We can do this, and so much more to make our city better. All we have to do is choose to do so.
Balboa Park is frequently referred to in loving tones by San Diegans, guide books, and articles. It’s our “Crown Jewel” and an asset for the entire region that draws visitors from all over the globe. There are a number of very enjoyable museums in the park and it’s a great place for a picnic or to take the kids to.
Apparently it’s also a great place for high-speed auto traffic to speed through. Here’s a map of the speed limits for the roadways going through Balboa Park.
These type of speeds are more appropriate for highways than access roads to the premier park and open space for a major city. As a result of the abundance of these types of roads in Balboa Park there is essentially nowhere in the entire park you can enjoy without the sound of automobiles. There are very few spots you can even be out of sight of cars whizzing by. The very nature of these roads shows you that they are not for visiting the park, but for moving as many cars as possible through the park area quickly.
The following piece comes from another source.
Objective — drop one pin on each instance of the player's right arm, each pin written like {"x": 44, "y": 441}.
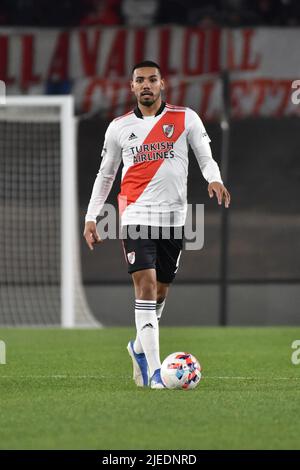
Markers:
{"x": 111, "y": 159}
In addition to high speed roads, we continue to pave ever more of the park to provide automobile parking. On the East Mesa area the city has established a growing parking lot for park service vehicles. It is huge. The San Diego Zoo is building an $18 million parking garage behind the Old Globe Theatre with 650 parking spots for employee use. The access for this garage will be via Village Place and Old Globe Way – small roadways that are currently very quiet and provide access for only a few dozen parking spots, maybe a hundred at most. Now there will be hundreds, maybe thousands, of cars traversing this area throughout the day. Oh – and a native canyon space has been razed and replaced by an enormous garage. San Diego Zoo – shouldn’t conservation start at home?
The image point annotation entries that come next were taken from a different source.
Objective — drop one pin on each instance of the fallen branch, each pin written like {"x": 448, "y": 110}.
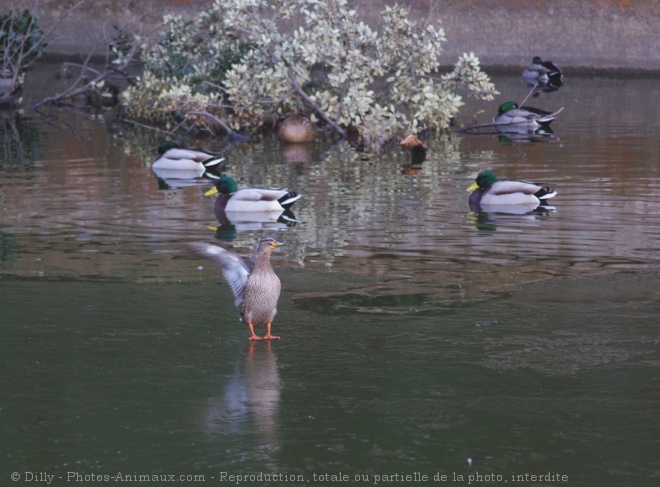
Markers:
{"x": 231, "y": 133}
{"x": 315, "y": 108}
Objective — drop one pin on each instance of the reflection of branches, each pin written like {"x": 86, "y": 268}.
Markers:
{"x": 20, "y": 139}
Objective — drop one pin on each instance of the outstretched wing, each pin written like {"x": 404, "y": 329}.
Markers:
{"x": 233, "y": 267}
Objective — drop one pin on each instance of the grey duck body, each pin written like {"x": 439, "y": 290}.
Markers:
{"x": 256, "y": 289}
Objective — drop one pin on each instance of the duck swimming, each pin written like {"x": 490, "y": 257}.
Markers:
{"x": 488, "y": 190}
{"x": 232, "y": 199}
{"x": 174, "y": 161}
{"x": 544, "y": 73}
{"x": 256, "y": 288}
{"x": 513, "y": 118}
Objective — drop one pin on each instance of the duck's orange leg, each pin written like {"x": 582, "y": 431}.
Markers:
{"x": 268, "y": 336}
{"x": 253, "y": 335}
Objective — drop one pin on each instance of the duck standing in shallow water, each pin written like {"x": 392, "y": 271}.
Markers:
{"x": 256, "y": 289}
{"x": 174, "y": 161}
{"x": 232, "y": 199}
{"x": 297, "y": 129}
{"x": 488, "y": 190}
{"x": 544, "y": 73}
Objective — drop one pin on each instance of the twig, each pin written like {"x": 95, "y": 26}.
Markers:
{"x": 230, "y": 132}
{"x": 313, "y": 105}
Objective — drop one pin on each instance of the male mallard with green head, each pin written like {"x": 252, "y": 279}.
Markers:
{"x": 191, "y": 162}
{"x": 488, "y": 190}
{"x": 511, "y": 116}
{"x": 256, "y": 289}
{"x": 232, "y": 199}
All of this amounts to an area that professes to be a park but would more appropriately be described as an auto park. We recognize that we live in a beautiful region with an incredible amount of natural beauty worth preserving. We can recognize that land is very valuable here. But when it comes to roads and parking we choose to annihilate our native habitats along with the plants and animals, including us, they support and spend exorbitant amounts of money (nearly all public money, not private) to do so. As you can see with the massive interstates built through our coastal wetlands and the decades old surface level parking lot that is the San Diego Downtown bayfront, there is literally no land too valuable or beautiful for us to not pave the ever-loving piss out of it and call it improvement.
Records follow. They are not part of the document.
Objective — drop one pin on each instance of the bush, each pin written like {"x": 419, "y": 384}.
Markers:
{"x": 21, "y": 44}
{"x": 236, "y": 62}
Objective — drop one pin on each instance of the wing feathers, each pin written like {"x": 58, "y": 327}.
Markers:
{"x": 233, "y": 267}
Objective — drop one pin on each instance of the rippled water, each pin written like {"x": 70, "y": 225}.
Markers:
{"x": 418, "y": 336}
So we’ll continue to pave Balboa Park, widen the roads, and raise the speeds. We won’t even have to waste our time walking in the park to “enjoy” it. Why waste the time? Speed in, take a selfie, and speed out. Progress. It’s disgusting, unhealthy, and a terrible message for San Diego to spend to the world. New Yorkers value Central Park and you can bet your bottom dollar they would never allow their “Crown Jewel” to suffer the fate that we continue to actively choose for our own.
So enjoy your next visit to Balboa Park. Maybe you’ll even catch a glimpse of the museums or zoo while you’re speeding past.